The report, released yesterday shows that New York Arabica Futures, a key global benchmark, registered significant gains due to tightening supplies and weather-related risks in major producing countries. However, local export and farm-gate prices for Uganda’s high-value Arabica remained largely stable, a sign of resilience and strong quality-based pricing structures within the domestic market.

The analysis attributed the international price rally to shrinking coffee inventories and unfavorable weather in Brazil, the world’s largest Arabica producer. The December 2025 Arabica futures contract closed at 397.45 US cents per pound, supported by certified coffee stocks on the Intercontinental Exchange [ICE] falling to a 19-month low. The decline signals sustained demand from global roasters and limited supply on hand. Continued dry conditions across Brazil’s coffee belt have heightened concerns about future yields, adding further upward pressure on prices.

Despite the volatility abroad, Uganda’s top-grade Bugisu AA Arabica—grown on the slopes of Mt. Elgon maintained a firm price. The report placed the indicative export price for Bugisu AA at 392.45 US cents per pound, equivalent to 30,152 Ugandan shillings per kilogramme. This consistency reflects a resilient market driven by long-term contracts, traceable supply chains, and a stable premium based on quality rather than speculation.

According to the ministry’s analysis, certified Bugisu AA farmers continue to attract reliable demand from specialty coffee buyers who value Uganda’s traceable, high-altitude beans for their distinct flavor profile. “Uganda’s Arabica market is demonstrating structural stability,” the report noted. “Local prices are underpinned by quality consistency rather than short-term global fluctuations.”

While Arabica gained globally, Robusta coffee prices recorded declines, muting overall market enthusiasm. The London Robusta futures for November dropped by US$ 62 to close at US$ 4,552 per tonne, reflecting different supply dynamics in the lower-grade bean market and pressure from Southeast Asian exports.

Meanwhile, the Ugandan shilling’s exchange rate, reported at 1 US$ = Shs 3,835, provided some support for exporters. The stronger dollar earnings translated into higher returns in local currency, helping maintain profitable margins for farmers and exporters even as Robusta prices softened.

The ministry concluded that while global coffee markets remain vulnerable to weather shocks and speculative swings, Uganda’s focus on quality control, traceability, and farmer training continues to safeguard its position in the premium Arabica segment.

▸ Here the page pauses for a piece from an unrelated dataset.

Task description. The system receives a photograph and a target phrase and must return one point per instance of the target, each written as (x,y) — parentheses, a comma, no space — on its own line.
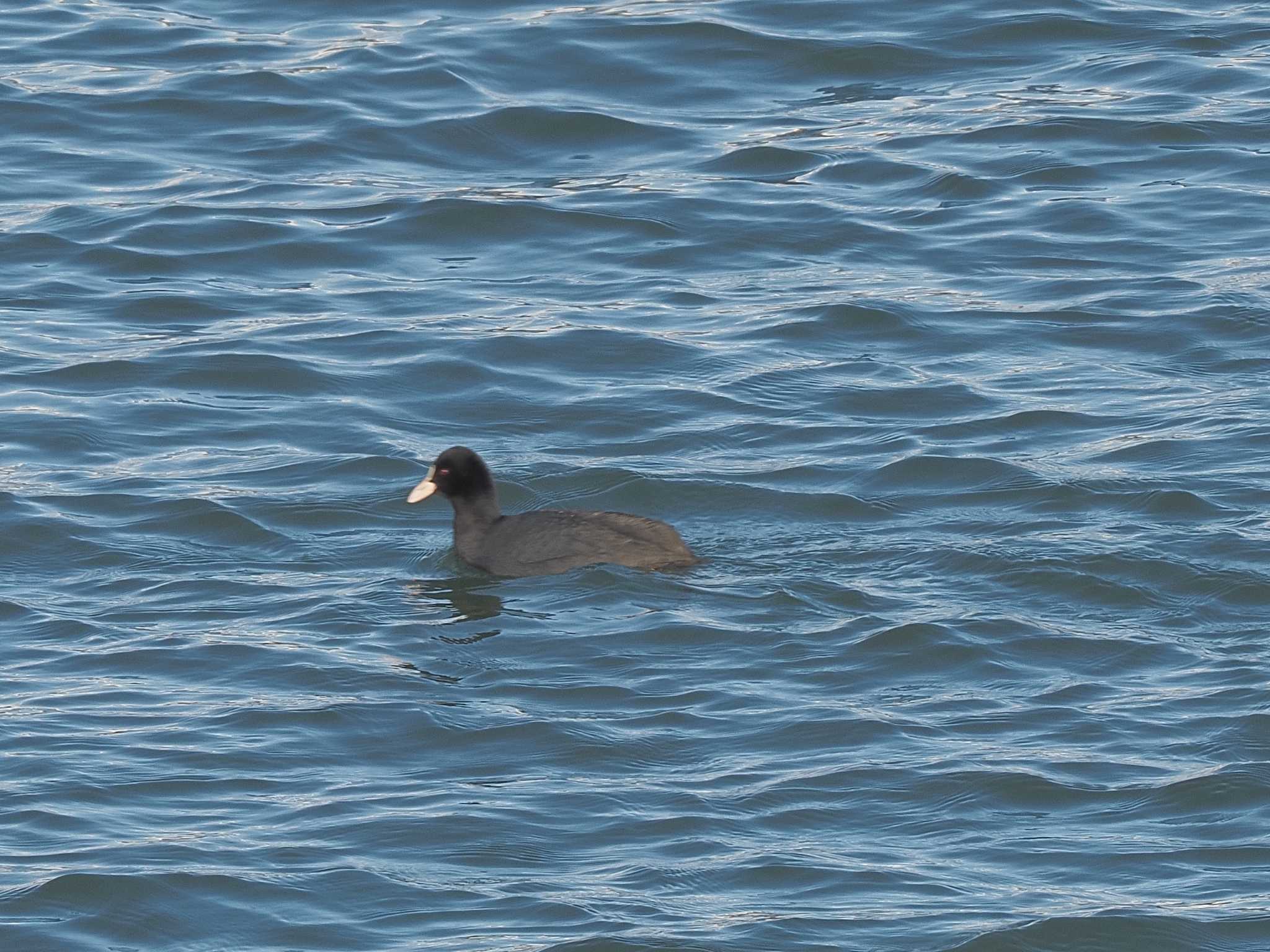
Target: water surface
(940,329)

By maintaining these standards, the country’s producers are able to command stable prices and weather international volatility.

“By maintaining strict quality standards, Uganda has secured a reliable premium for its high-value Arabica,” the report stated. “This strategy ensures profitability for farmers even when global markets fluctuate.”

Uganda’s coffee industry, anchored by the Bugisu AA brand, is proving that stability built on quality can be just as valuable as a price rally and far more sustainable in the long run.